What the 🦊 is Generative AI?

Traditional AI focuses on recognizing patterns, making predictions, and automating decision-making based on structured inputs.

Essentially, think of IF-THEN-ELSE rules.

Generative AI refers to AI systems capable of creating new content, such as text, images, audio, or code, based on patterns learned from data.

It's transforming how we work by enabling machines to generate human-like output at scale.

Generative AI works through a process of pattern recognition and prediction based on massive amounts of training data.

But, aren’t we an AI-first company? Let’s ask GenAI to describe itself!

We asked ChatGPT, it’s the most casual of the bunch. Here’s what it had to say:

When I was trained, I didn't memorize explicit statements like "Buffy Summers is the Slayer in Sunnydale.” Instead, my neural network learned statistical patterns about how words and concepts relate to each other. I learned that the tokens for "Buffy," "Slayer," and "Sunnydale" frequently appear near each other in certain contexts.

The knowledge in models like me exists in the form of billions of numerical weights in neural connections. These weights represent the strength of associations between different concepts. There's no lookup table of facts - just a complex web of weighted relationships.

When you ask me about Buffy, I'm not retrieving a stored fact. Instead, I'm using my weights to predict the most likely continuation based on the patterns I've seen. This is why I can sometimes generate plausible-sounding but incorrect information - I'm predicting patterns, not recalling verified facts.
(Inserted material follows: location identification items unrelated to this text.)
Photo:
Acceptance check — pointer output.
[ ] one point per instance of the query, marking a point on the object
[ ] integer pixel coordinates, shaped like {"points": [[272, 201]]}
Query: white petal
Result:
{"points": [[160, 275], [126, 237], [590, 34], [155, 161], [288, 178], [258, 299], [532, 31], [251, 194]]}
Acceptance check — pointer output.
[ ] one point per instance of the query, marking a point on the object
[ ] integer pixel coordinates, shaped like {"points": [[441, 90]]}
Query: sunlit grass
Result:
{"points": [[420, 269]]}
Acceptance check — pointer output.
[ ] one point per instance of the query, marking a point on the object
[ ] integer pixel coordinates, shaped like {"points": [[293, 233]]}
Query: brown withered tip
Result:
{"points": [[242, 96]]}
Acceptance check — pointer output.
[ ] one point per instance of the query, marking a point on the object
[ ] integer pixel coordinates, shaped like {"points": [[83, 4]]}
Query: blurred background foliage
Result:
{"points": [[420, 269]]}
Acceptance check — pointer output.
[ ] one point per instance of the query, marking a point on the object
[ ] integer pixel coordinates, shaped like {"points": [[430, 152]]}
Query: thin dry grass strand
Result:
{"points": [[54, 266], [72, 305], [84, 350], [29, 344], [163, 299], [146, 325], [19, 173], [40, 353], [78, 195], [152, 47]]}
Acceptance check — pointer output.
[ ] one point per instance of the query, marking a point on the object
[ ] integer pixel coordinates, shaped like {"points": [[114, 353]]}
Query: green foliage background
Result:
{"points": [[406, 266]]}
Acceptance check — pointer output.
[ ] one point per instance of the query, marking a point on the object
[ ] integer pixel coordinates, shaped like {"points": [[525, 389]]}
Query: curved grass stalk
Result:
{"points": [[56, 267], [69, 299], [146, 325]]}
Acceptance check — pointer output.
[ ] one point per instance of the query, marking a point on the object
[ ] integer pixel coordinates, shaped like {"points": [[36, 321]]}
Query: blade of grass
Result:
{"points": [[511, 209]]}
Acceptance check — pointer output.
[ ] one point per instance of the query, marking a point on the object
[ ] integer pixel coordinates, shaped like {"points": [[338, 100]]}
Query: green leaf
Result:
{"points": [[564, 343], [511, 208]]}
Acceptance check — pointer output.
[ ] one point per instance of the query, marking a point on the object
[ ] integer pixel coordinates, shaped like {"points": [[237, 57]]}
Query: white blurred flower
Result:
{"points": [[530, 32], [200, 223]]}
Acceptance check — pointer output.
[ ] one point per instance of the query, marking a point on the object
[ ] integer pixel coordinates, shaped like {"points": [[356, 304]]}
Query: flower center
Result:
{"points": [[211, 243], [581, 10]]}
GenAI can understand new combinations of concepts it’s never directly seen because it understands the connections between them. Without discrete facts, GenAI sometimes blends related concepts together in ways that humans with discrete knowledge wouldn't.

Are you having trouble imagining what this all looks like?
The best way to learn is to learn by doing.

Try one of these. They’re impressive, we promise. But until you know what you’re doing, keep the conversation to simple topics and do not share any information you wouldn’t feel comfortable writing on a very large billboard right outside your house. Don’t worry, we’ll cover AI safety in an upcoming post.

  • The art and science of crafting effective instructions for AI systems. Good prompt engineering involves clear communication, specific instructions, and understanding how to structure your requests to get the most helpful, accurate, and appropriate responses. This includes techniques like providing examples, breaking complex tasks into steps, and setting appropriate constraints or formats for the AI's output.

  • The fundamental units that AI language models process text in - similar to how humans process words or syllables. A token can be a word, part of a word, or even a single character depending on the language and context. Each model has a maximum token limit (context window) that determines how much text it can process in a single conversation. For example, in English, a token is roughly 4 characters or 3/4 of a word on average.

  • The total amount of text (measured in tokens) that an AI can consider when generating a response. This includes both your current request and the conversation history. A larger context window allows the AI to reference information from earlier in the conversation, maintain consistency in long interactions, and work with longer documents. Different AI models have different context window sizes, ranging from a few thousand to hundreds of thousands of tokens.

  • The ability of AI systems to understand and generate content across different types of media or "modes." While text-only AI can only process written language, multimodal AI can work with:

    • Images (analyzing visual content or generating images from descriptions)

    • Audio (transcribing speech, understanding sound, or generating speech/music)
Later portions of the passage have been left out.